In the earliest cultural beginnings, magic was closely associated not only with science, but also with semiotics. The etymology of several basic semiotic concepts indicates that the origin of the science of signs may be found in the context of magic rituals.

The English word ‘spell’ still means both ‘to name or print in order the letters of (a word)’ and ‘a spoken word believed to have magic power’. The old Germanic ‘rune’ is not only a sign from the code of the runic alphabet, but the word also means ‘charm’, or ‘magic incantation’. Another interesting case is the etymology of ‘glamor’, in the original sense of ‘a magic spell’ or ‘bewitchment’. This word is a derivation from the word ‘grammar’, from the popular association of semiotic erudition with occult practises.
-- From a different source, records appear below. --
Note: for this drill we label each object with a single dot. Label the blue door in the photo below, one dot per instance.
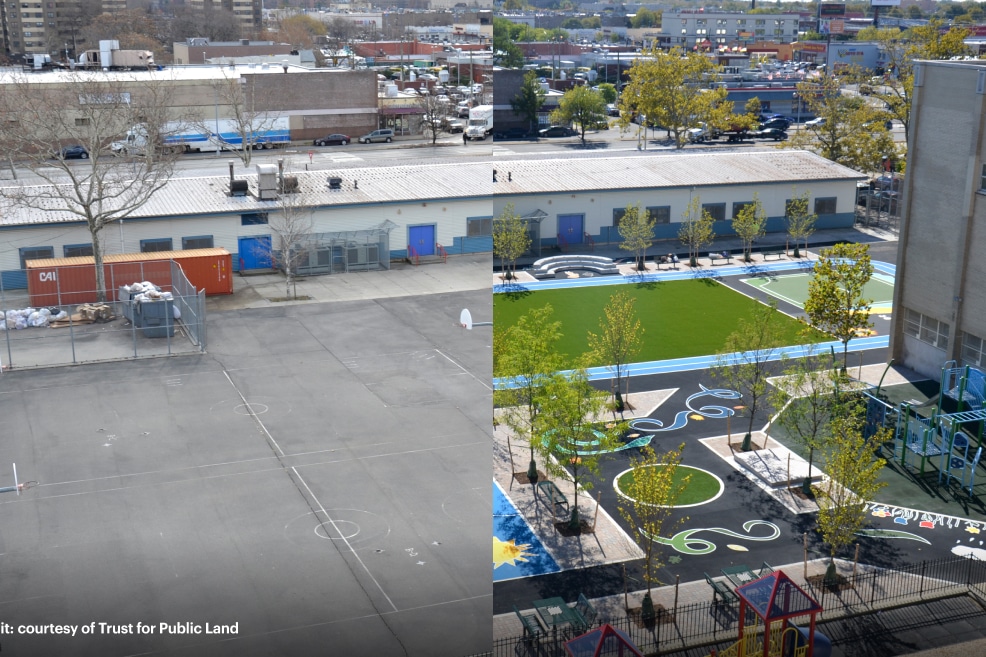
(422, 239)
(255, 253)
(570, 228)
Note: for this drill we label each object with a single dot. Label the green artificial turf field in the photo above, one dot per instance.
(680, 318)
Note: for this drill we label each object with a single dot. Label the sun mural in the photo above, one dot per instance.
(508, 552)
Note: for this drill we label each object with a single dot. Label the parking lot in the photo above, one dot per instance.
(317, 481)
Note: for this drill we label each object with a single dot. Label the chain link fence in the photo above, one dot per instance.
(119, 329)
(699, 627)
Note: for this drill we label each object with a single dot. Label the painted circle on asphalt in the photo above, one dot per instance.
(699, 477)
(360, 529)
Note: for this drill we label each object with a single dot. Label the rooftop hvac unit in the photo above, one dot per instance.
(238, 187)
(290, 184)
(267, 181)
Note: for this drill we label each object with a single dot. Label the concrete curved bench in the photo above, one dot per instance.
(549, 267)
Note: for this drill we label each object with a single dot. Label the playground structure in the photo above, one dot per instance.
(951, 441)
(774, 600)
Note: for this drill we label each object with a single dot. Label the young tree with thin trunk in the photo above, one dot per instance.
(853, 470)
(433, 116)
(648, 506)
(511, 239)
(572, 431)
(750, 224)
(806, 394)
(663, 87)
(526, 362)
(580, 106)
(528, 101)
(743, 364)
(800, 221)
(618, 340)
(696, 229)
(250, 117)
(91, 110)
(292, 229)
(835, 301)
(636, 227)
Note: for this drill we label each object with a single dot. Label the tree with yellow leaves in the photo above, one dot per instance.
(671, 88)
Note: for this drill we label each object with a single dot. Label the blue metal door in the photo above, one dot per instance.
(255, 253)
(570, 228)
(422, 239)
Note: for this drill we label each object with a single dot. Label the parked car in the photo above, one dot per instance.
(384, 134)
(73, 152)
(332, 140)
(510, 133)
(780, 124)
(557, 131)
(772, 133)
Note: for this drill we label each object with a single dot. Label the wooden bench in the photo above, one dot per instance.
(720, 590)
(553, 493)
(672, 262)
(724, 256)
(532, 628)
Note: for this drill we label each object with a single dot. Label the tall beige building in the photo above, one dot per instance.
(249, 12)
(52, 26)
(939, 297)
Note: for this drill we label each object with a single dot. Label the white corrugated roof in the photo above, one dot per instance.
(208, 195)
(663, 169)
(468, 180)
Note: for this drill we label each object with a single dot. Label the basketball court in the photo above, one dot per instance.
(315, 484)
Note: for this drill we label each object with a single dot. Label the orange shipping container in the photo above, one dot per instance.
(70, 281)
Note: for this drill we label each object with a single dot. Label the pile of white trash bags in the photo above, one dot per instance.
(148, 291)
(30, 318)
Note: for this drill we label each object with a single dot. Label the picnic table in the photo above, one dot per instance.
(555, 613)
(739, 574)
The etymology of the German word ‘Bild’ (image, picture) also contains a magic element, namely, the Germanic etymon *bil-, ‘miraculous sign/.

This etymological evidence indicates that in the origins of our cultural history, the knowledge and usage of letters, writing, and later grammar was closely related to their acquaintance with magical practices. Evidently such a connection continued to be assumed for many centuries – the cultural origins of pictures and art in general are also to be found in the realm of magic.

An Old English charm prescribes the burning of a dog’s head as a remedy for a headache. A more recent folklore formula recommends the utterance of the following conjuration as a therapy against fever: ‘Fever, fever, stay away / Don’t come in my bed today’. These examples show that magic is a form of semiosis. In the first case there is a non-verbal icon representing the destruction of the disease; in the second case there is the speech act of a request (an incantation) addressed to the disease. In both cases there is an addresser communicating a message to a somewhat unusual addressee.